He added that WeWork had been paying the most for space and charging the least to its users, putting pricing pressure on demand.
“We have lost deals to customers in the last 12 to 18 months [because] they were paying less than WeWork was paying for the real estate itself,” he said. “Regardless of what happens — meaning how many locations they close or not close — we think we're going to get back to a more rational pricing model."
When WeWork filed its IPO prospectus back in August, its voluminous losses — some $1.9B last year, and $700M in the first half of this year — and the fact it expected to lose money for "the foreseeable future” sparked a wave of criticism.
“[WeWork] was somewhat of a cynical approach to extracting capital and not so much an approach to serving businesses and serving customers — it got what it got,” Serendipity Labs CEO John Arenas said. Serendipity Labs primarily uses licensing agreements and management contracts, he said. “When you see $10B, $15B of capital for one company in an industry that was only a $5B industry, you know something's going to break.”
Panelists were quick to stress their steady-as-she-goes approach to profitability. Convene’s Simonetti said his company had taken 93 deals to its investment committee last year, and 11 were approved.
Meanwhile, FORA CEO Enrico Sanna, whose coworking firm does not yet have space in the U.S. but is active in London, said last year his company looked at 100 deals, but ultimately only did three.
“Growth for growth’s sake makes no sense to me whatsoever,” he said.

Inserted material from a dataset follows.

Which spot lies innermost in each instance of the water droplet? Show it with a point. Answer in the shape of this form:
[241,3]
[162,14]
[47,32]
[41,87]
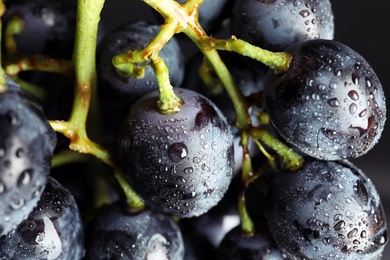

Coworking firm Industrious — which was not represented at the event — raised $80M in August and said at the time it would be profitable by next year.
"I think one of the big things that has changed with WeWork is there's not a proliferation of leases and somewhat of a land-grab going on right now," said Andrew Kupiec, the CEO of Hana, CBRE’s flexible office business that it launched last year. "There is a bit of a pause as people figure out what's the next step here. And that's allowing conversations to happen with landlords, with occupiers, to get a rational way to expand."
Questions about the impact of a WeWork pullback in markets like New York City and London remain. Multiple potential WeWork lease deals in New York City are said to be canceled or frozen, and many in London are now in jeopardy as WeWork reviews its expansion there, Bloomberg reported earlier this month.
FORA's Sanna believes that leasing markets likely wouldn't be affected if WeWork begins putting space back on the market, but it does impact the tone of the conversation.
“[It’s the] stability conversation, which has an effect on all of us, really. I don’t think you can say you are fully isolated from a landlord calling you [and saying] ‘If WeWork did it to me, why won’t you do it to me?’” he said, though he added each firm is different. "The WeWork story is a WeWork story, it’s not a story about everybody else.”